Ma non è il caso di pensarci, oggi, al Liverpool, perché va in scena la Champions ventura in questa trentacinquesima giornata: quella che dobbiamo ancora conquistarci il diritto di disputare. Dei Reds dobbiamo solo nominare un loro tifoso le cui sorti abbiamo tutti a cuore, ossia quel Sean Cox per il quale ogni vero appassionato di calcio in questo momento a modo suo prega.
Frustrare l’agonismo del Chievo, sin da subito: questo il mandato odierno, questo il modo migliore di stemperare la tensione in vista del 2 maggio. La Roma si sveglia subito proprio perché è all’insegna dell’intensità l’inizio degli uomini di Maran, che arrivano per primi alla conclusione con un destro potentissimo di Castro che sfiora il montante.

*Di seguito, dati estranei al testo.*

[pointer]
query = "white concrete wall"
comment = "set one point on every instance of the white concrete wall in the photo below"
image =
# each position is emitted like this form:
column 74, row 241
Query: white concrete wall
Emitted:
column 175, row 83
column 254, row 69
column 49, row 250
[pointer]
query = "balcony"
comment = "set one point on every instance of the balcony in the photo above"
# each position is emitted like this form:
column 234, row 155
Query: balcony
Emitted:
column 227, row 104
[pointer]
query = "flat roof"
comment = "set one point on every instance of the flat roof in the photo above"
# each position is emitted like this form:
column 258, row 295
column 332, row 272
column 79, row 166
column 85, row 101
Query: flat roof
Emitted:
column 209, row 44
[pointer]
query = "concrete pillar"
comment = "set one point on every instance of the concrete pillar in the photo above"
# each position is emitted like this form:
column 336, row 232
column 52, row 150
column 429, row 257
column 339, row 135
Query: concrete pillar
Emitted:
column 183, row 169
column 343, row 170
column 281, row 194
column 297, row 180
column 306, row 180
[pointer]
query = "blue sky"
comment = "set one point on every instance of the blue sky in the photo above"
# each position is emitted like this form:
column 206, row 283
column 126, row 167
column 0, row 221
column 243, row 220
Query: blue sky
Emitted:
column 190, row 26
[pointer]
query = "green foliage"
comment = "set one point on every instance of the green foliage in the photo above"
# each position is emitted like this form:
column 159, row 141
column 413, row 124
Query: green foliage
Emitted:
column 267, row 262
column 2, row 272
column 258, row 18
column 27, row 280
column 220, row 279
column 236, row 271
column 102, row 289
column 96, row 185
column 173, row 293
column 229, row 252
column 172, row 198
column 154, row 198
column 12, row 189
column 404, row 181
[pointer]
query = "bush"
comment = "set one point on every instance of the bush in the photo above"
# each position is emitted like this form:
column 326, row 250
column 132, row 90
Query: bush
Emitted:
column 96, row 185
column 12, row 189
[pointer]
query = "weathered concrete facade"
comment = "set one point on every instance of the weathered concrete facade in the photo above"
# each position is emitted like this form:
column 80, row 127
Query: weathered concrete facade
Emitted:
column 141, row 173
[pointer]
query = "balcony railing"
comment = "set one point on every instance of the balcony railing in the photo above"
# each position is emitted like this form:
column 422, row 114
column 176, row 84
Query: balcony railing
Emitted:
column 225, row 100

È principesco Schick, perché quello vero è così, nel soffiare in rete il diagonale del vantaggio, dopo la percussione di Nainggolan sul lato sinistro, grazie alla quale il pallone giunge al ceco. Ci sarebbe anche il raddoppio di El Shaarawy, ispiratissimo anche lui, con un tacco di innata naturalezza, se non fosse per i millimetri di fuorigioco. Chievo in ritirata ma soglia agonistica che resta elevata, facendosi dura col trascorrere dei minuti: giallo per Kolarov al minuto 24, dopo il contrasto ruvido con Depaoli, che deve abbandonare il campo rilevato da Jaroszynski; ammonito al minuto 28 Hetemaj per un’entrata brutta e scomposta su Bruno Peres.
Un po’ impreciso Dzeko per quanto riguarda la misura di alcune giocate; del resto con lui siamo abituati troppo bene da tempo. Intanto, per l’ennesima volta in questa stagione, con un destro a giro di El Shaarawy, una conclusione romanista ha battuto sul palo; sarebbero due se considerassimo anche una carambola tra Fazio, Sorrentino e l’onnipresente legno.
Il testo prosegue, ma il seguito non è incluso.